He stood with his arms above his head, absorbing himself in the power of her pursuit for basic liberty, describing how she was later force-fed through her nostril after starting a hunger strike in prison, imagining the desperation of forced limitations on what it means to be a woman.

Many of these limitations have fallen away over the years for women. But in challenging the feminine gender role, we have inadvertently encouraged a frantic reinforcement of masculinity, as the expansion of what it means to be a woman has been imagined again and again as fundamentally oppositional to manhood.

The fact is, becoming a man is equally as important, difficult and demanding as becoming a woman. We are all transitioning in college, finding out what lies within us when we're left on our own, struggling to embody the ideals we have conceived over time, but changing our minds every day or every week about what that means.

Some barriers have been removed for me as a woman, thanks to Burns, Roosevelt and countless others before me. Not only can I vote, but I can call myself a Dartmouth student.
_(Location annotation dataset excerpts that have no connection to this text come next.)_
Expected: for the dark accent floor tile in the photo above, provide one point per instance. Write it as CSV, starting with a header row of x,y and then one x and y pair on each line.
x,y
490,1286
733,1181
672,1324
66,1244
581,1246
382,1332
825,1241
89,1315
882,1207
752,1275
I have been raised to know that as a woman, I can do anything a man can do.

The concept that women belong only in the kitchen and the bedroom is so far outside of the mainstream that we can laugh at these jokes ironically, in our very post-modern and wryly detached way. But the idea that a man must be strong, inviolable, immune to emotional vulnerability these limitations still thrive and they can suffocate humanity right out of you.

Being a man doesn't just mean always walking like you know where you're going. It doesn't mean making sure that no one ever gets the better of you, or sees you cry, or gets to know you.

There's so much posturing and pokerfacing involved in attaining the masculine ideal, and it's not fair. It simply is not fair that women are no longer expected to stay barefoot and pregnant, but men are still expected to never let anyone see 'em sweat, to have prowess over women and dominance over other men.

Women no longer have to prove our femininity in order to succeed; in fact, it often works against us to continue to fulfill that outdated feminine ideal, because no one respects that kind of woman anymore. But there's an abundance of respect for the man who never stoops to gal-palling, who puts brotherhood and self before all else, who sinks the playmaker and always hooks up with his pong partner, no matter how drunk they both are.

That man isn't a person at all; he is at best a constructed imitation of a person. It's a part of human nature to imitate. Toddlers learn at an early age to mime their parents as they figure out social behavioral expectations. But don't socialize yourself out of yourself.

I'm a feminist because I believe that everyone not only deserves the liberty that Lucy Burns starved herself for, but that we should all fight tooth-and-nail to be able to define for ourselves what our identities can encompass. Since when are we not on the same side? Since when is the broadening of the definition of womanhood a threat to men instead of an inspiration?

My father identified with Lucy Burns because as a young boy growing up in the 1950s, he knew the emotional isolation he underwent in attaining the masculine ideal, which is essentially no different than the "hard guy" ideal we are all familiar with at Dartmouth. But just as my father became a man and taught his sons that hugging didn't make them weak, and taught his daughters how to give a firm handshake, the hardest guy here will eventually have to take down the "No Girls Allowed" sign from his treehouse before he permanently stunts his emotional maturity.

We can all identify with the desire for real autonomy. These categories of man and woman are not opposites, but complements. Men, when I say I'm a feminist, I'm not saying I hate you. I'm saying that I believe womanhood should be no more free yet no more restrained than manhood by the false limitations we dress up in words like tradition. I am asking all decent human beings to believe the same.